Fifth Sunday in Ordinary Time

Readings: First Reading: Isaiah 6:1-2a, 3-8; Responsorial Psalm: Psalm 138:1-2, 2-3, 4-5, 7-8; Second Reading: Isaiah 6:1-2a, 3-8; Gospel Reading: Luke 5:1-11.
Pastoral | 2019 Feb 06

Today could well be called Vocation Sunday. All three of our readings present dramatic vocation stories. In the first reading, Isaiah describes his call by God. In the second reading, Paul speaks of his own vocation to be apostle by the grace of God. And in the Gospel, St. Peter is called to be a fisher of men. All three of these men left one form of life for another that God had chosen for them. St. Luke’s account of the call of Simon Peter is different from those found in Mark and Matthew.

The scene is the shore of the Sea of Galilee. It is morning and many people are listening to Jesus’ preaching. To be better heard, Jesus asks Simon to put his boat as a sort of speaker’s platform. When Jesus finishes speaking, he asks Simon to prepare for a catch in deep water. Simon objects based on experience -the night has proved fruitless and morning is not the best time for netting fish. Jesus knows he is asking Simon to perform an action which goes counter to what an experienced fisherman would do. Yet, Simon reluctantly tries again for an inner reason -faith in Jesus’ word. To his astonishment, Simon nets so many fish that he needs help from the other boat.

After witnessing the wonderful result, Simon experiences the reaction of all righteous persons who find themselves in the presence of the Lord: Leave me, Lord. I am a sinful man. Until now, Simon had referred to Jesus as Master; now he acknowledges his sinfulness and addresses Jesus by the divine title, Lord. Simon senses he is in the presence of divine power. His eyes are opened through his act of faith, and he falls before Jesus. Peter is the first person in the public ministry to call Jesus Lord. Jesus responds to Simon by commissioning him to a new calling: From now on you will be catching men, that is, co-laborer with Jesus in the great task of salvation.

From earliest times the Church has seen herself as the boat of Simon in which his faith in Jesus is tested. Jesus chooses Simon’s boat; he saw two boats at the shore, but he got into Peter’s boat. There were other people with Peter in the boat, but it is to Peter that Jesus speaks and gives the order to put out, calling for a decision based solely on personal faith. The faith of Simon’s response is what makes him the Rock on which the Church is built. Peter and the other apostles (James and John) are partners; they constitute a particular ministerial association led by Peter. And it is Peter who answers: We have been hard at it all night...; but... I will lower the nets.

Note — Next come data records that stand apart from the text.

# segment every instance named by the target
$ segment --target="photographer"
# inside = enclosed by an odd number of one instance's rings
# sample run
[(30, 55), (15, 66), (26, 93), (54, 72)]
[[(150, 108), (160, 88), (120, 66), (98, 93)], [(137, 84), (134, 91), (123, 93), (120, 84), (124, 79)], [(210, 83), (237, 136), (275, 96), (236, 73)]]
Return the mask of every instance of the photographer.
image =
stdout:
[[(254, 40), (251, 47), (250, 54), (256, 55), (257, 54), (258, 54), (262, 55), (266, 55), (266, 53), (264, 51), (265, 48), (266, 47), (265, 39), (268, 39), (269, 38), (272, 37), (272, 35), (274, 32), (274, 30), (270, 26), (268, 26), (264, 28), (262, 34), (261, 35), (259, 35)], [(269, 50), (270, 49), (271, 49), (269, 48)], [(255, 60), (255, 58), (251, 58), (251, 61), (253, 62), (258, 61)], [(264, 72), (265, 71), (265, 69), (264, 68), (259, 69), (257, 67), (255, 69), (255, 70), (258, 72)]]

After the miracle, it is Peter again who tells Jesus: Go away from me, Lord, I am a sinner, even though all others were astonished. Even more importantly, only Peter is encouraged, do not be afraid; only he is promised to be turned into a fisher of men. It is precisely in Peter’s boat that Jesus himself is enthroned (seated), and it is he who, through Peter and the other apostles, addresses his message and teaching to those outside the boat. And above all, it is in the boat of Peter, not in the other, that takes place the miraculous catch.

At different times in our lives, it may seem that we exert much effort yet catch nothing. At times like these, the words of Jesus will give us encouragement. Even though we are sinners, we can go out into deep sea and be confident that, with his presence. we will bring in the achievements that God wills for us.